On 11/9/2011 10:37 PM, Alexander Chekalin wrote:
Oh, that's the point to consider.
But I must confess I'm in love with Maildir for maybe 10 years
This love affair may be coming to and end.
...for that simple fact I can do anything with each and every single message even on disk (=much faster than via IMAP). If I would deal with mbox directly I'd need to parse huge files, brrrr.

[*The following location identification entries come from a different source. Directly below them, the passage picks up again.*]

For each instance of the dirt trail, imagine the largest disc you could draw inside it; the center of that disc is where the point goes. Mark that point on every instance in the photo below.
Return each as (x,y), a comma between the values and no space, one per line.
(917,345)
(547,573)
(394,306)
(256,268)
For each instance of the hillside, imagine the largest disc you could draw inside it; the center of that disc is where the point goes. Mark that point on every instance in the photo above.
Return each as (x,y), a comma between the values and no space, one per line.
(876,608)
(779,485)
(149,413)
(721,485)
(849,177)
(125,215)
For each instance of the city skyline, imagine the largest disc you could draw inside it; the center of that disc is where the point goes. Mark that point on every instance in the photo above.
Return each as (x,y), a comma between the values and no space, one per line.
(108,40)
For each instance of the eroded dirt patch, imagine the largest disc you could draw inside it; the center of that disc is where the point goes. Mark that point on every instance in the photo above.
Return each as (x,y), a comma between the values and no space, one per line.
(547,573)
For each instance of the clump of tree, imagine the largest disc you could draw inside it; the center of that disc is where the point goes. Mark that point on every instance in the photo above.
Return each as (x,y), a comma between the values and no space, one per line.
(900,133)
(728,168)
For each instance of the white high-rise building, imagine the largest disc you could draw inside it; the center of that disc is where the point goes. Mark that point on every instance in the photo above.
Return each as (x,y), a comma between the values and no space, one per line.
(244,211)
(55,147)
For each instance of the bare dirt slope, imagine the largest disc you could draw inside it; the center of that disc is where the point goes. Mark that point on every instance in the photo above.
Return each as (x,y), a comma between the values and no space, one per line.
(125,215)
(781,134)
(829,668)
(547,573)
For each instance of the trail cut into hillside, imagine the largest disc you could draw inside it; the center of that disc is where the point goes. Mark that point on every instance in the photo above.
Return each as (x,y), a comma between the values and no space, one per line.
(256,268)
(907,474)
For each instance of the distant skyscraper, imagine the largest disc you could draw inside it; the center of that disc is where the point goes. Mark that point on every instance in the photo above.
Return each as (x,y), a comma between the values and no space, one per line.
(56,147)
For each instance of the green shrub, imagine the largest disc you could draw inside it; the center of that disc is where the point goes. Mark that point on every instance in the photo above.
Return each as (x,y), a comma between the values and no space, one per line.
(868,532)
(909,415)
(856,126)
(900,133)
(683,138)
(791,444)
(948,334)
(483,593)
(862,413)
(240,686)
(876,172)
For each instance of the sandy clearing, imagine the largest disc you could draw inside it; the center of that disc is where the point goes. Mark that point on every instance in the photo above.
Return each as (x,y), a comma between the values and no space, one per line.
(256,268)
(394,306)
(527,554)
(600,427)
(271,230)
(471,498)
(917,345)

Mbox is an excellent mailbox format for archived mail *because of* the fact that searching it is very fast and the disk subsystem overhead is low. For example, on my decade+ old 550MHz x86 SOHO server with only 384MB RAM and a single 7.2k SATA disk, after dropping caches, we'll search my debian-users mbox archive (my largest) for total message count by searching a known header of every message:
-rw------- 1 stan stan 133M Nov 10 06:03 1-Debian-Users
~/mail$ time grep -c Content-Length 1-Debian-Users 22817
real 0m1.731s user 0m0.328s sys 0m0.852s
Now let's search for posts from me (after dropping caches again):
~/mail$ time grep -c "From: Stan Hoeppner" 1-Debian-Users 536
real 0m1.657s user 0m0.216s sys 0m0.896s
Nested greps will obviously take longer, as will those using perl expressions, but this gives some indication of the kind of speed we're talking about: less than seconds to search 22,000+ messages for a specific single header. So that's ~20 seconds for an mbox containing 220K+ messages, again on 10+ year old hardware.
Are there any ways I can search or parse mboxes or mdboxes not directly and not with IMAP (I'm afraid it slooow in dump parsing)?
You should probably take a look at Enkive. I'm not sure what mail storage format it uses, and I've not used it personally, so I can't vouch for its speed, but it's pretty complete feature-wise. Take the test drive--nice search interface.
-- Stan